STEAMER thinks the Cal Raleigh power is real... as is the bad luck for the Mariners catcher

STEAMER sees Cal Raleigh having a good season once again in 2024, but it also sees bad luck following the Mariners catcher
Oakland Athletics v Seattle Mariners
Oakland Athletics v Seattle Mariners / Alika Jenner/GettyImages

I think we were all hopeful and pleasantly surprised when Cal Raleigh put together another good season for the Mariners in 2023. He was able to improve on his homer total, once again setting the record for most homers in a season by a catcher in Mariners history. He's not that far away from setting the record for the most homers by a Mariners catcher, which is actually held by Mike Zunino at 95.

Could he get there in 2024? It's a fairly big ask, and you would need not just a fully healthy season from The Big Dumper, but a uptick in homers once again to the tune of 37 to break the record. It would be a lot, and go down as T-19th for the most in a season by any Mariners hitter. STEAMER doesn't see it, but does see very similar power with Cal hitting 29 homers in 2024.

It's not the end of the strong prediction for Cal, as they see him setting a career high in RBI (81) and 2B (24) as well. Add in the fact that they have him at nearly the exact same slash line as 2023, .231/.304/.459 compared to the mark of .232/.306/.456 from last season, and it would be a great season for Cal, and one we would all be happy with.
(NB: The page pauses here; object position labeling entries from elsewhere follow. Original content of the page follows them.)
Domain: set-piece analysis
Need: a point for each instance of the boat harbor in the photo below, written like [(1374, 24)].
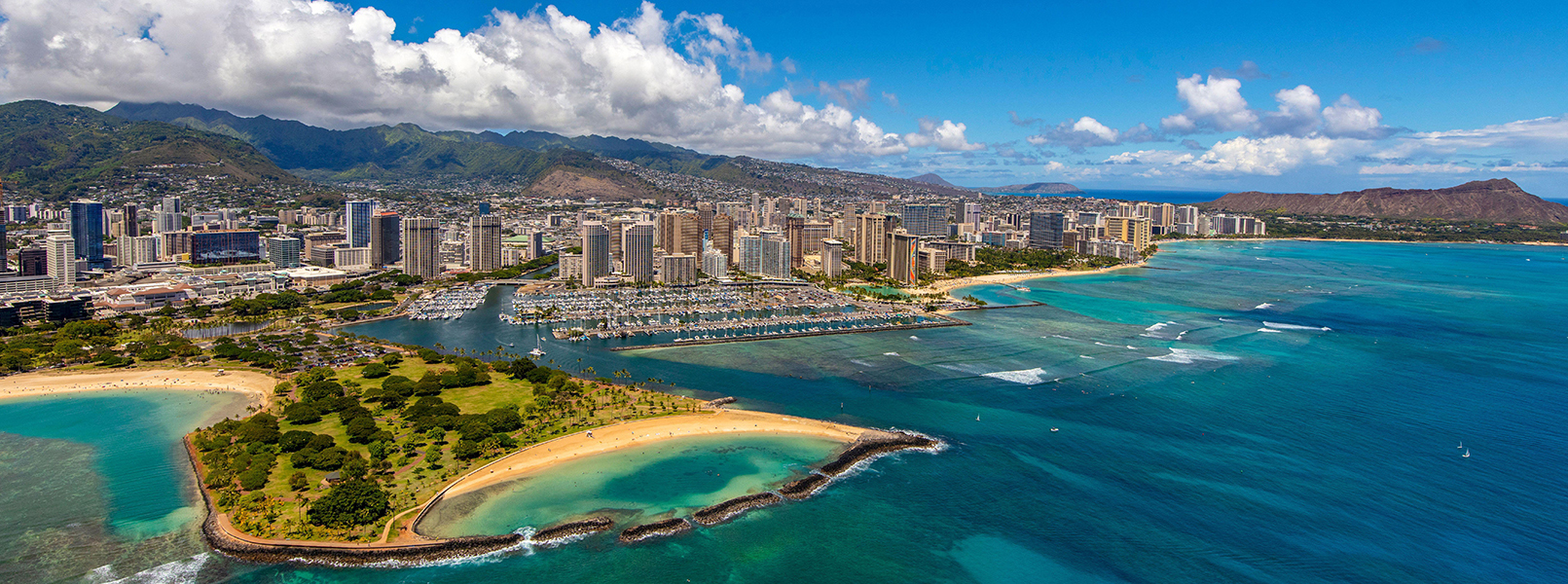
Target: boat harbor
[(449, 304)]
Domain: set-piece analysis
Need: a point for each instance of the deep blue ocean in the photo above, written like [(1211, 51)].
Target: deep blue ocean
[(1239, 412)]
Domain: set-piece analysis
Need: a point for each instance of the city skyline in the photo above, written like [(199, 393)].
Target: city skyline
[(983, 101)]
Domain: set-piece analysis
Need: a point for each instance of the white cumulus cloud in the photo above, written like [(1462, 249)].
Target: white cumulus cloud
[(1349, 118), (1088, 132), (328, 63), (944, 135), (1216, 104)]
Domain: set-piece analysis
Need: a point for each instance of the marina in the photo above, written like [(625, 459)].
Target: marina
[(449, 304), (711, 314)]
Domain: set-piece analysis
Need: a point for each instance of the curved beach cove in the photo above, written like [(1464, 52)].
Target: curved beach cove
[(97, 481), (636, 484)]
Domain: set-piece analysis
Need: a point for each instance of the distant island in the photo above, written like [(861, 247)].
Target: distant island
[(1036, 189), (1496, 200)]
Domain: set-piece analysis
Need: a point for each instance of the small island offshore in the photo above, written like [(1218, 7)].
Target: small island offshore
[(341, 465)]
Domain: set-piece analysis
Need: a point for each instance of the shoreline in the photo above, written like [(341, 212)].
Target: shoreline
[(641, 432), (258, 386), (947, 286)]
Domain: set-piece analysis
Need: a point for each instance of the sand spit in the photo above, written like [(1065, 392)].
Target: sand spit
[(234, 543), (572, 529), (656, 529), (734, 507)]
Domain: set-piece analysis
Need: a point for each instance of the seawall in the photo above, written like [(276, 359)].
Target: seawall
[(943, 320)]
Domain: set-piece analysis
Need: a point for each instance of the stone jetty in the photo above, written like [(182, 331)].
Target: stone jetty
[(874, 445), (806, 487), (734, 507), (572, 529), (656, 529)]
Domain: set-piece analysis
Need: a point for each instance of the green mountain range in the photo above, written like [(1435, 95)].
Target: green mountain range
[(408, 151), (554, 165), (58, 151)]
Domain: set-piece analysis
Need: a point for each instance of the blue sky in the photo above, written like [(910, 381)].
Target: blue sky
[(983, 94)]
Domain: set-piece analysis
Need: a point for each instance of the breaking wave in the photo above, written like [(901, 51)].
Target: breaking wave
[(1192, 355), (1023, 376), (1285, 327)]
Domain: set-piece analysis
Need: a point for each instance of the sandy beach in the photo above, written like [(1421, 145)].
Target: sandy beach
[(258, 386), (643, 432), (1010, 278)]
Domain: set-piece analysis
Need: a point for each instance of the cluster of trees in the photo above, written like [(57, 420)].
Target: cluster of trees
[(228, 348), (240, 453), (317, 451), (479, 433)]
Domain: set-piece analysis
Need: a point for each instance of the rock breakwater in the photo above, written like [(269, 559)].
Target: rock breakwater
[(656, 529), (806, 487), (875, 445), (734, 507), (572, 529)]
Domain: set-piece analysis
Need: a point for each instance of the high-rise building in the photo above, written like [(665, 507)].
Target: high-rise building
[(284, 251), (87, 231), (723, 237), (705, 217), (831, 258), (32, 261), (225, 247), (870, 237), (813, 236), (1044, 230), (713, 263), (679, 233), (775, 255), (61, 258), (748, 255), (795, 230), (638, 251), (386, 242), (536, 245), (596, 251), (677, 269), (1131, 230), (971, 214), (141, 250), (485, 243), (1165, 215), (356, 222), (128, 215), (903, 256), (926, 220), (422, 247)]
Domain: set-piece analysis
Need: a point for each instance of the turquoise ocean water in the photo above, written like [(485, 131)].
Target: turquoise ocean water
[(1283, 412)]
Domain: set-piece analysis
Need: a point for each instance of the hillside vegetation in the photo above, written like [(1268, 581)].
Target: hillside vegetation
[(60, 151)]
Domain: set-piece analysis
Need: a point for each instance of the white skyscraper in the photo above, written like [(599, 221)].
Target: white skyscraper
[(596, 251), (61, 259), (356, 222), (637, 250), (485, 243)]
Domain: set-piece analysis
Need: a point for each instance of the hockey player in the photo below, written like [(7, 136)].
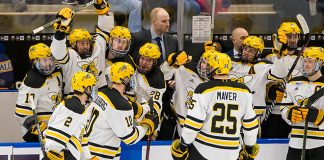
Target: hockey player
[(43, 83), (119, 43), (112, 116), (218, 110), (299, 89), (84, 54), (288, 36), (66, 125), (187, 75)]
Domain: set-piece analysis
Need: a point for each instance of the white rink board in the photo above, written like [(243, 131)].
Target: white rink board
[(267, 152)]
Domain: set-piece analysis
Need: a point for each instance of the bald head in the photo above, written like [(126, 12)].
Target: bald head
[(238, 35), (160, 20)]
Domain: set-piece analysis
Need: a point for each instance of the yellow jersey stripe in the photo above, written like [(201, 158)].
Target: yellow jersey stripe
[(218, 141), (24, 111)]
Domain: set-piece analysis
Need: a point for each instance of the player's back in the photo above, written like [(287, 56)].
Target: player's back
[(227, 105)]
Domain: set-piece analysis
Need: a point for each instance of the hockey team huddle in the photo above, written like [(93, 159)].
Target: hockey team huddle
[(93, 95)]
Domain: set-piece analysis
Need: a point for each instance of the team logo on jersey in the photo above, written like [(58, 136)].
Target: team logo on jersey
[(56, 98), (190, 102), (302, 101), (90, 67), (244, 79)]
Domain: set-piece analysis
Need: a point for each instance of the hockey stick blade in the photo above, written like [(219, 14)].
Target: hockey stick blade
[(41, 28), (40, 137)]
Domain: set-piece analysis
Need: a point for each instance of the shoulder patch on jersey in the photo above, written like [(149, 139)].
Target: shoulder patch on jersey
[(116, 99), (299, 78), (156, 78), (34, 79), (74, 104), (192, 66), (220, 83)]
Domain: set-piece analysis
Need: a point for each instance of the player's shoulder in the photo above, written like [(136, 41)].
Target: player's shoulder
[(221, 85), (74, 104), (191, 66), (113, 98), (156, 78), (34, 79)]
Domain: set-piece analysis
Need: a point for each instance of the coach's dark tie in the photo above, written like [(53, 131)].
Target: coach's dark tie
[(158, 42)]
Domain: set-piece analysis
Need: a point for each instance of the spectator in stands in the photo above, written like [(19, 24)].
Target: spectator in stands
[(6, 70), (131, 7), (238, 35)]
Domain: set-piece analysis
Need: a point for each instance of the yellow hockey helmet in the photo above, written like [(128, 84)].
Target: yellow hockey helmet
[(254, 42), (120, 32), (79, 34), (38, 51), (220, 63), (314, 52), (83, 81), (289, 28), (150, 50), (121, 70)]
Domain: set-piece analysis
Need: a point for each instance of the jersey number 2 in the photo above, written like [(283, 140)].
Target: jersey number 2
[(225, 112)]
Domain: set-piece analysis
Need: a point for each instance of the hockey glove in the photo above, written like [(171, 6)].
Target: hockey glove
[(138, 109), (294, 114), (151, 122), (178, 150), (179, 58), (52, 155), (42, 127), (313, 115), (102, 7), (209, 45), (249, 152), (66, 15), (275, 92)]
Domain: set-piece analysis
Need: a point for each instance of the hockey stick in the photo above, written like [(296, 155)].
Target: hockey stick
[(143, 93), (40, 136), (35, 31), (305, 29), (312, 99)]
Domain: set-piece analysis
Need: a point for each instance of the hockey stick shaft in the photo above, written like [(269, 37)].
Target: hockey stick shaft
[(40, 137), (41, 28)]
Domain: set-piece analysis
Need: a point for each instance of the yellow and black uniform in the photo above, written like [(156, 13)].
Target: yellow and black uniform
[(219, 110), (111, 122), (299, 89), (65, 129), (46, 90)]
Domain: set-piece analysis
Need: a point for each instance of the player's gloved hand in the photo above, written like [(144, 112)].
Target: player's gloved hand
[(294, 114), (178, 150), (210, 45), (151, 122), (137, 108), (102, 7), (42, 126), (313, 115), (249, 152), (275, 92), (179, 58), (66, 15), (53, 155)]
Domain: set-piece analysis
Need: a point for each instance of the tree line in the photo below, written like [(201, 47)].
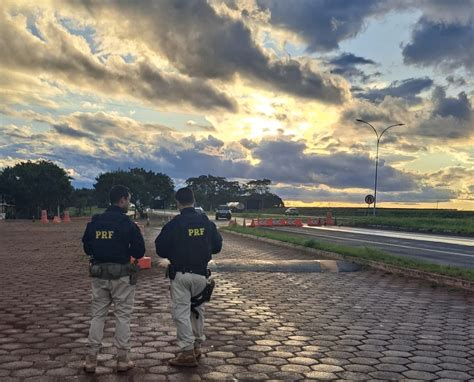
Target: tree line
[(34, 186)]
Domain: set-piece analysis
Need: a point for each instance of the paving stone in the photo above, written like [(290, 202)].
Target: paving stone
[(420, 375), (364, 360), (423, 367), (419, 359), (273, 361), (327, 368), (16, 365), (302, 361), (295, 368), (352, 376), (275, 329), (359, 368), (457, 375), (385, 376), (391, 367), (29, 372), (321, 375)]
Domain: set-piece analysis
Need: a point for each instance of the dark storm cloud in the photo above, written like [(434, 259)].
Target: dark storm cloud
[(407, 89), (347, 64), (451, 117), (286, 162), (65, 129), (308, 194), (349, 59), (201, 43), (450, 46), (456, 81), (459, 107), (64, 59), (322, 23)]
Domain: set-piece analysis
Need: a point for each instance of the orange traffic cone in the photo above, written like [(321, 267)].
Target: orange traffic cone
[(44, 217), (329, 220)]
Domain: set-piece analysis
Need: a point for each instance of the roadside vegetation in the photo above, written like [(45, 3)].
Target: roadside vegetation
[(416, 220), (364, 254)]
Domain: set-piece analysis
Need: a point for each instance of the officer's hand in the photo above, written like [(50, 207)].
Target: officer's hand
[(141, 228)]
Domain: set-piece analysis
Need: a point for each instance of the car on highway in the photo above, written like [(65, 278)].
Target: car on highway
[(223, 211), (200, 210)]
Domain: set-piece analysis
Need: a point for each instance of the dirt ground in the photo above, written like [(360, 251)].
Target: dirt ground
[(362, 325)]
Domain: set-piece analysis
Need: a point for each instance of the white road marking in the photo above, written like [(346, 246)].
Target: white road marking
[(388, 244), (401, 235)]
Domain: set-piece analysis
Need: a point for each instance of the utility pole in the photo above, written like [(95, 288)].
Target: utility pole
[(379, 136)]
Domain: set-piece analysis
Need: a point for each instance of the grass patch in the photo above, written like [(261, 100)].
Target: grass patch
[(434, 224), (362, 253), (461, 226)]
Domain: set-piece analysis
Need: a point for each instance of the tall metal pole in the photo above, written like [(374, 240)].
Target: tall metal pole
[(379, 136), (376, 172)]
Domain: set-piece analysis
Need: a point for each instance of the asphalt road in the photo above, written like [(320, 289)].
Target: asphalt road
[(446, 250), (440, 249)]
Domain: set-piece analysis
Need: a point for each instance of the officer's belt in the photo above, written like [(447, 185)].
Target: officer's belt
[(200, 271), (110, 271)]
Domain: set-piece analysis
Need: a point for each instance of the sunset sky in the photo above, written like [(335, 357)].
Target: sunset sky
[(247, 89)]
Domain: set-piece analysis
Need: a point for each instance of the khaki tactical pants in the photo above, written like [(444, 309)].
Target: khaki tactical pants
[(122, 294), (190, 330)]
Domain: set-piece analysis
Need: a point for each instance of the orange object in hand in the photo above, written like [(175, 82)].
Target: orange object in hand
[(143, 263)]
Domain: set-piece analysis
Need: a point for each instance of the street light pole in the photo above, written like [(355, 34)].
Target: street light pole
[(379, 136)]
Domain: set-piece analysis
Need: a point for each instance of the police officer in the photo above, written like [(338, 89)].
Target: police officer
[(188, 242), (110, 240)]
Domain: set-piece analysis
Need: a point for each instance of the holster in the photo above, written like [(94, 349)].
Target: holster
[(170, 272), (204, 296), (110, 271)]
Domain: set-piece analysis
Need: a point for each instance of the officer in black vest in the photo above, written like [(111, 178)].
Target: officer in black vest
[(110, 240), (188, 242)]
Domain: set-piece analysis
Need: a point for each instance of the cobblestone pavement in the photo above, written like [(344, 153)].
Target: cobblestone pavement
[(362, 325)]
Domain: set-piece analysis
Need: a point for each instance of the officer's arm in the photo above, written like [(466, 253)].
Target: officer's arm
[(216, 239), (163, 241), (86, 243), (137, 244)]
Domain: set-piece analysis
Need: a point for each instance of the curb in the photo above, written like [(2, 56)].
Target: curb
[(427, 276)]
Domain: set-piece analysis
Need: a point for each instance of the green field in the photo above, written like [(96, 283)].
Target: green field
[(361, 253), (418, 220)]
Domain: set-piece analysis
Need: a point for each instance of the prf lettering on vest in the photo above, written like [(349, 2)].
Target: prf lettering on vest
[(104, 234), (195, 232)]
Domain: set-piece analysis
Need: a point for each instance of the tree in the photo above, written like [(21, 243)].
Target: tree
[(83, 198), (259, 187), (259, 190), (144, 186), (210, 191), (33, 186)]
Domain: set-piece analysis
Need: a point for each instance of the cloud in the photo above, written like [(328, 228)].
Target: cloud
[(201, 43), (67, 58), (346, 64), (322, 24), (449, 46), (197, 126), (451, 117), (407, 89), (456, 81), (459, 107), (287, 162), (310, 194)]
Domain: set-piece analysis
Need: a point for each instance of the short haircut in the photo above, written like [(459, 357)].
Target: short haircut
[(185, 196), (118, 192)]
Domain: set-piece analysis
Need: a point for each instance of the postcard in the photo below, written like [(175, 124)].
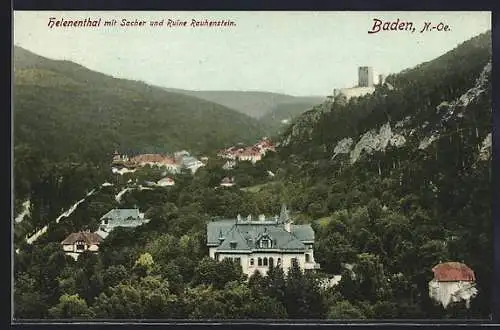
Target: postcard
[(251, 165)]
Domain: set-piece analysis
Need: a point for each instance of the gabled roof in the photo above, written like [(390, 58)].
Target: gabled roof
[(303, 232), (214, 228), (122, 214), (87, 237), (234, 237), (246, 235), (453, 271)]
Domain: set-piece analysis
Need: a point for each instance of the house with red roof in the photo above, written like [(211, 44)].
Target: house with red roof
[(77, 243), (453, 282)]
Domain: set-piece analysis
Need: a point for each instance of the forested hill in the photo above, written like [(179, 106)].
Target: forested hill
[(62, 108), (415, 92), (254, 104), (403, 176)]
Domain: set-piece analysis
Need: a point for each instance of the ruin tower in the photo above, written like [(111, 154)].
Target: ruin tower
[(381, 79), (365, 76)]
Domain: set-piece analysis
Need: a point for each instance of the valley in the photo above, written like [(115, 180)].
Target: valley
[(135, 201)]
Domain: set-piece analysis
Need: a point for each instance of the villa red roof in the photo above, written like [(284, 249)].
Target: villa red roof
[(453, 271)]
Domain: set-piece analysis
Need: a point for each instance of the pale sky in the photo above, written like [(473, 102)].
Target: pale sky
[(296, 53)]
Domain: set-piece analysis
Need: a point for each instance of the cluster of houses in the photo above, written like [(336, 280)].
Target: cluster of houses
[(77, 243), (251, 153), (172, 163), (256, 243)]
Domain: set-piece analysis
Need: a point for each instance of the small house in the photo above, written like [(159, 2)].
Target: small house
[(77, 243), (121, 218), (227, 182), (165, 182), (452, 282)]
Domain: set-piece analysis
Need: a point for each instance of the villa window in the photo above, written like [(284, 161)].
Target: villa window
[(265, 243)]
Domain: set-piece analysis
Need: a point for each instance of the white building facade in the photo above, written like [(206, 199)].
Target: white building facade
[(256, 244)]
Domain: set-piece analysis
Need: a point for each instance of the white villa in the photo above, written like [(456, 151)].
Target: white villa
[(257, 243), (77, 243), (120, 218)]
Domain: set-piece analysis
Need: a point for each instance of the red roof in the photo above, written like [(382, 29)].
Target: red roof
[(453, 271)]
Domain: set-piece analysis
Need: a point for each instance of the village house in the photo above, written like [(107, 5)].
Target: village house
[(227, 182), (166, 182), (191, 163), (120, 218), (77, 243), (253, 153), (229, 165), (258, 243), (452, 282)]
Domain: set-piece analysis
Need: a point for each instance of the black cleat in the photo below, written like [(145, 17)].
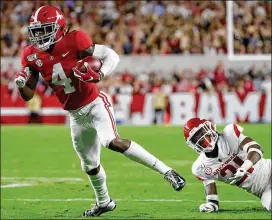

Here's the question that I have though. With strong exit velocity and barrel rates, shouldn't Cal see an uptick in his BABIP? Usually, the harder you hit the ball, the more likely it is to fall for a base hit. In 2023, Cal had a BABIP of just .273, 20 points or so below league average. I know he's slow, so maybe it should put him near league average instead, but they actually see it dropping to .266 this upcoming season.

Is it a case of bad luck? Does his slow speed really play that much of a part in the low number? Or, if we see Cal get hits on balls in play at a league average rate, could we see that batting average push to the 250 range? I think that makes a world of difference with how people around the league look at him as a whole. A catcher who is playing good defense while hitting .250 with 30+ bombs goes from a great catcher to one that might receive some MVP votes.

If STEAMER is right on the rest of his numbers in relation to a .266 BABIP, I think there is a chance that we see a "lucky" season from Cal at some point that turns into one of those special seasons. Pair that with the possibility of Mad Cal taking his frusturations with ownership out on the baseball, and it could make for a fun season indeed.